Are you worried about this outcome at all? Do you see yourself playing an important role on a data team, one with less modeling responsibilities but more infrastructure/DB responsibilities?

I'm considering this path and would love to hear your opinion.

To be clear, I chose this outcome. I am good with mathematics but not the mathematics usually needed as a data scientist and I have relatively little interest in investing the time to learn. Being a data scientist is a great job for some people but probably not what I would choose even if I was a developer again.

There is a continuum of skill balances; some people are more "data" than "scientist" and vice versa. The most useful balance varies from job to job. There are plenty of opportunities for people that have strong skills standing up clusters even if you have relatively weak analysis and model building skills. I would not dissuade anyone from becoming a data scientist, it will pay very well for the foreseeable future, but the skill set requires real effort to acquire. At a small company there is likely opportunity to learn the trade by coming at it from the infrastructure side of things.

It is a young enough area that it should be pretty easy for talented individuals to invent a career if they apply themselves.
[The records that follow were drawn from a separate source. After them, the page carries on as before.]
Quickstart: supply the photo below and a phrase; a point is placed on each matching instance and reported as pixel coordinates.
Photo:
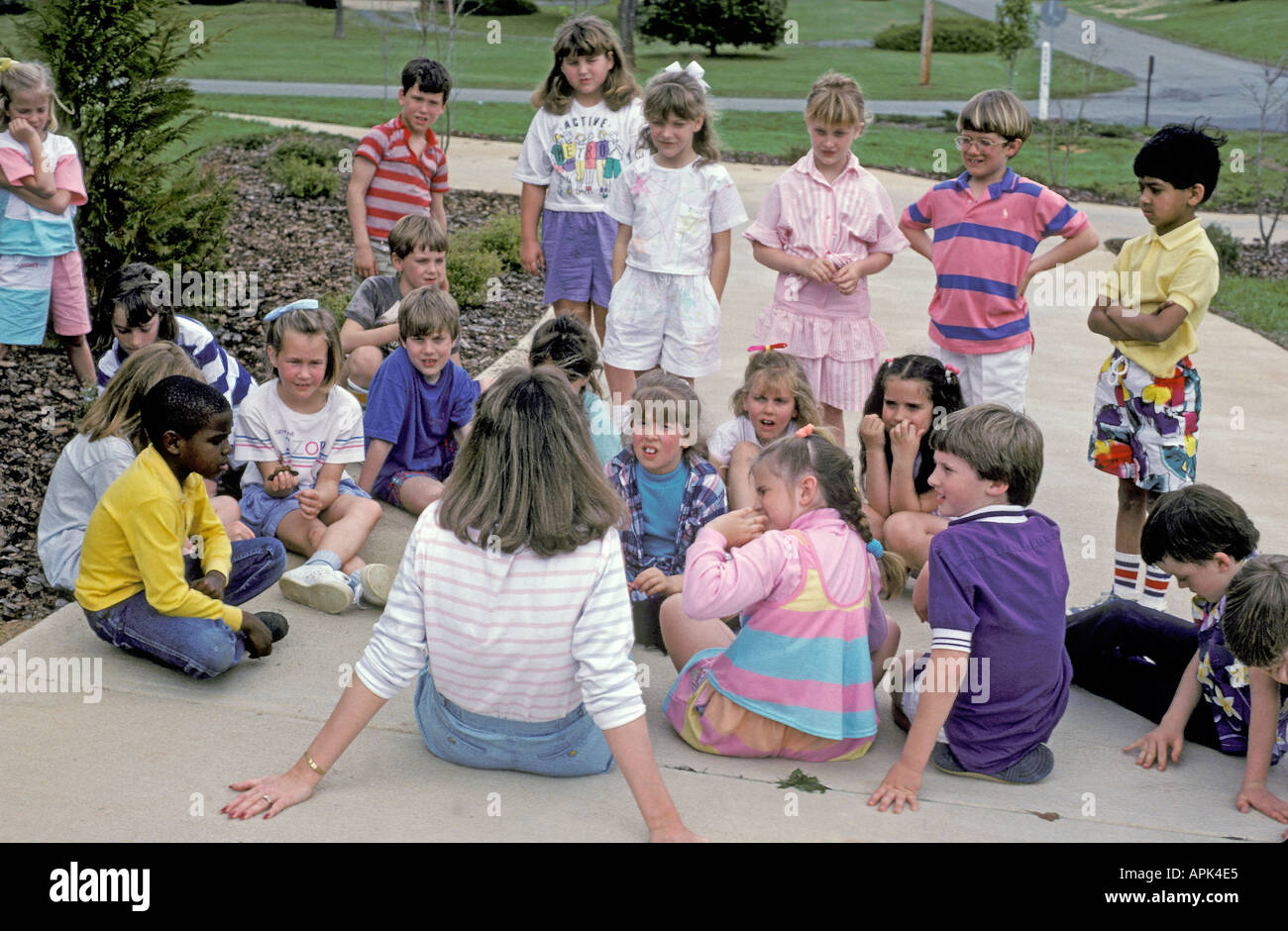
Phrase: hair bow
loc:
(305, 304)
(694, 69)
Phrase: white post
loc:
(1044, 82)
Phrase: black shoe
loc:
(277, 625)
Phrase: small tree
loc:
(114, 60)
(1016, 33)
(1271, 197)
(711, 22)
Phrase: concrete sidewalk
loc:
(151, 760)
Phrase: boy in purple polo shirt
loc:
(419, 406)
(399, 168)
(988, 222)
(993, 590)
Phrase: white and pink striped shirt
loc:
(509, 635)
(403, 183)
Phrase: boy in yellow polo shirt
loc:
(159, 575)
(1147, 398)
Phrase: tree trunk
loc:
(626, 29)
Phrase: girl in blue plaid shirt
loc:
(670, 491)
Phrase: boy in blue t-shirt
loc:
(419, 406)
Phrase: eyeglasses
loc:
(964, 142)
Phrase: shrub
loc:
(305, 170)
(1228, 246)
(951, 34)
(469, 265)
(711, 22)
(501, 236)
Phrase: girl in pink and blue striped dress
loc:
(797, 681)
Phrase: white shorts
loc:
(668, 320)
(992, 377)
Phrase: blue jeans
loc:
(568, 747)
(200, 647)
(1134, 657)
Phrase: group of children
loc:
(754, 559)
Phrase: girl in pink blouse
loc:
(824, 226)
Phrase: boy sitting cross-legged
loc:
(417, 248)
(993, 594)
(1183, 674)
(159, 575)
(419, 406)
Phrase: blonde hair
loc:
(428, 310)
(795, 456)
(836, 101)
(527, 475)
(17, 77)
(583, 37)
(119, 410)
(780, 368)
(678, 93)
(996, 111)
(310, 322)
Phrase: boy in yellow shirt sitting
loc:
(159, 575)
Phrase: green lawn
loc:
(1254, 303)
(1250, 29)
(1098, 163)
(292, 43)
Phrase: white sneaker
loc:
(374, 583)
(318, 586)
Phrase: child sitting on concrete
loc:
(993, 590)
(419, 406)
(138, 583)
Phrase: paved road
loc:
(1188, 81)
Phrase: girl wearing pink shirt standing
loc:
(825, 226)
(797, 681)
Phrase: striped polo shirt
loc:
(982, 250)
(402, 184)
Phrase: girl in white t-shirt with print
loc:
(299, 432)
(587, 128)
(677, 209)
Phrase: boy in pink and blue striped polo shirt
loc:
(988, 222)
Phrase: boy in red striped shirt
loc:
(988, 222)
(399, 167)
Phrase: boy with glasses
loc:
(988, 222)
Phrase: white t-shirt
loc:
(579, 155)
(267, 430)
(81, 475)
(729, 434)
(674, 213)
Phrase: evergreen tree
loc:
(114, 62)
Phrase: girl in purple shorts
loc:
(588, 123)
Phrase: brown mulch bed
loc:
(297, 249)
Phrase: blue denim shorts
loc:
(263, 513)
(568, 747)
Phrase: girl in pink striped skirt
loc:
(824, 226)
(797, 681)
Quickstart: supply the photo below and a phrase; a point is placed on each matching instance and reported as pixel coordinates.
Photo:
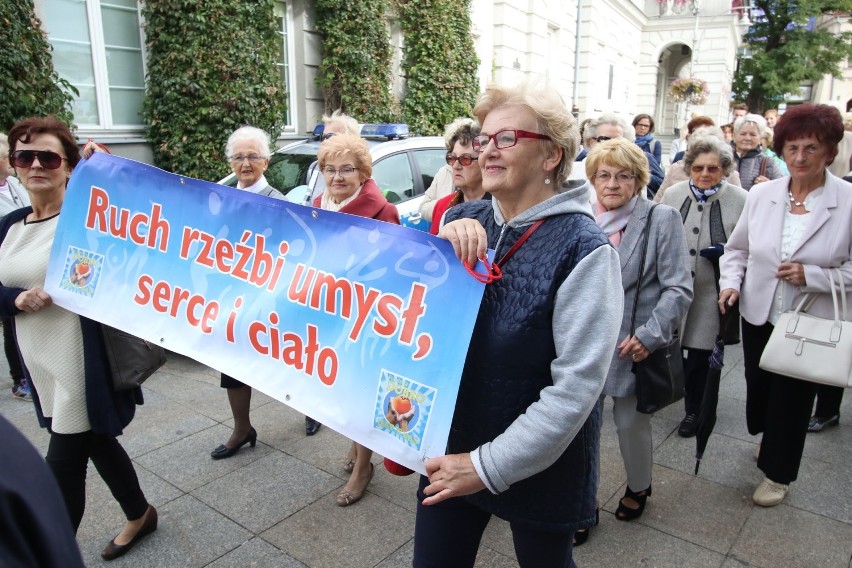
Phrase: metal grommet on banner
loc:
(494, 272)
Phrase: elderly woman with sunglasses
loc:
(524, 443)
(464, 164)
(619, 171)
(710, 207)
(62, 352)
(346, 165)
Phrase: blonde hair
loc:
(551, 114)
(619, 153)
(347, 146)
(346, 122)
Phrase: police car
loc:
(403, 168)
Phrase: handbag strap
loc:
(641, 270)
(806, 302)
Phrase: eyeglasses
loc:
(252, 159)
(710, 169)
(344, 171)
(505, 139)
(465, 159)
(621, 177)
(25, 158)
(791, 151)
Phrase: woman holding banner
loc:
(63, 353)
(346, 165)
(525, 438)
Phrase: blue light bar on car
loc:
(389, 131)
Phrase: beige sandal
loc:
(348, 497)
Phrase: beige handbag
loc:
(812, 348)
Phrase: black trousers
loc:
(68, 457)
(447, 535)
(828, 401)
(11, 350)
(777, 406)
(696, 364)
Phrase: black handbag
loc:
(659, 378)
(131, 359)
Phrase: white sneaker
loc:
(769, 493)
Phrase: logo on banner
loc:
(82, 269)
(403, 407)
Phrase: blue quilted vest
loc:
(508, 364)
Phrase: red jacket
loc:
(370, 203)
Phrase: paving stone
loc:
(324, 535)
(256, 553)
(187, 464)
(266, 491)
(789, 537)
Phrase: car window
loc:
(287, 171)
(393, 176)
(428, 161)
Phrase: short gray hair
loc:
(755, 119)
(462, 130)
(250, 134)
(346, 122)
(709, 144)
(627, 130)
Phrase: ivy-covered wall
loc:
(355, 72)
(211, 69)
(439, 63)
(29, 85)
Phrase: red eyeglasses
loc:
(25, 158)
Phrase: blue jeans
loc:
(447, 535)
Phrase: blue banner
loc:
(360, 324)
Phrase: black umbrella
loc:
(710, 399)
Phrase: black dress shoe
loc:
(311, 426)
(224, 451)
(113, 551)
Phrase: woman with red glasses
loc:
(467, 177)
(525, 436)
(62, 352)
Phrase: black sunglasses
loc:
(465, 159)
(25, 158)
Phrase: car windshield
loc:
(290, 169)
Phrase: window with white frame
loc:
(97, 47)
(282, 23)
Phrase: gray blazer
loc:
(702, 321)
(666, 287)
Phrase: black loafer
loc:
(311, 426)
(820, 423)
(224, 451)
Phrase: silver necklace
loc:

Thanks for the excellent summary. This line:

I am good with mathematics but not the mathematics usually needed as a data scientist

resonates with me. If you're thinking of data science, you're facing a loooooong road of coursework (scientific computing or numerical methods, linear algebra, PGMs, machine learning, AI, possibly some optimization too) to get your foot in the door. I'm going to try, but one could spend years finishing that work.

In some ways, getting a data science gig is the opposite of getting a web developer gig. In DS you're competing with a large supply of intelligent PhDs, so credentials are very important; for web dev, your portfolio goes much further than any credentials.